I would also avoid St. Vinent proper as much as possible and be careful to lock things up at all times. 
The Doyle Guide to the Windward Islands is a great reference an planning tool for you. The Grenadines are beautiful and the water and reefs are great. Also you should plan some time in Bequia and Cariacou. If your stay is more than a week, your check in at Cariacou is also your entry into Grenada and a visit to St. George might be of interest. Conversely, you could head north to St. Lucia and see the Pitons and the Volcano which is spectacular. 
Between the main islands as you come out of the lee you can get a lot more wind funneling through the islands and you should watch the water carefully for signs of this as it can catch you unaware if you aren't paying attention. Have fun!


----------



## carolinasailors (Apr 26, 2007)

*Thanks!*

Thanks Camaraderie!
We definitely plan to pick up the Doyle Guide. It appears to be a less traveled destination simply becuase it's quite difficult to get to.

Thanks again for your suggestions.


----------



## SanderO (Jul 12, 2007)

I 've sailed up and down the leewards and find that they are pretty easy to navigate about. It's pretty close to prefect sailing with reliable trade winds.

Doyle is super.

You'll enjoy it.. if the winds are "normal".

jef
sv shiva


----------



## TSOJOURNER (Dec 16, 1999)

Cam,
I'm curious about your comment on St Vincent. Before we got hit with the kid's college bills we often vacationed on Young Island just off St Vincent proper. Chartered out of there once or twice also. I found it to be a beautiful place with great sailing and always felt safe. But that was long ago, have things changed?


----------



## SanderO (Jul 12, 2007)

My sense is you have two main factors re the locals and sailors.

Some see them as revenue and play the welcoming hosts.

Others are resentful of the rich white guys who come to their paradise and leave nothing or add nothing. They're resentful.

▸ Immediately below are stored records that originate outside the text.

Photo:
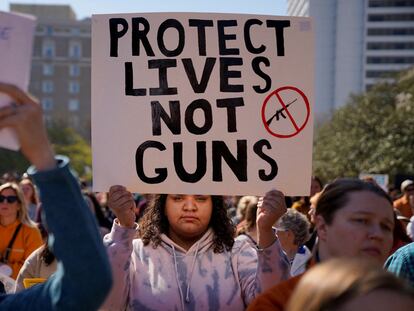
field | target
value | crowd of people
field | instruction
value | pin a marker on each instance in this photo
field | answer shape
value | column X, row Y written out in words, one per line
column 346, row 246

I understand both. And they both steal with different means.

jef
sv shiva


----------



## Chuteman (May 23, 2006)

*Bigger Water*

CS: I'll add to Cam's description.................the difference I've found between BVI vs the Leeward/Windwards is the "open water" you will experience between islands especially on longer legs. Both swells & waves depending on weather conditions. That can be an eye opener or surprise to some especially crew who are not completely passionate about the sailing action.
It also has to be factored into navigation plans depending on time of year & prevailing winds.
It can be thrilling or "bumpy" depending on the day & location. But there's always rum at the end.


----------



## camaraderie (May 22, 2002)

TE...things have changed on the main island around Kingstown on land more so than in the anchorage. I think young island will be quite safe from violence but always lock your stuff and kink up.


----------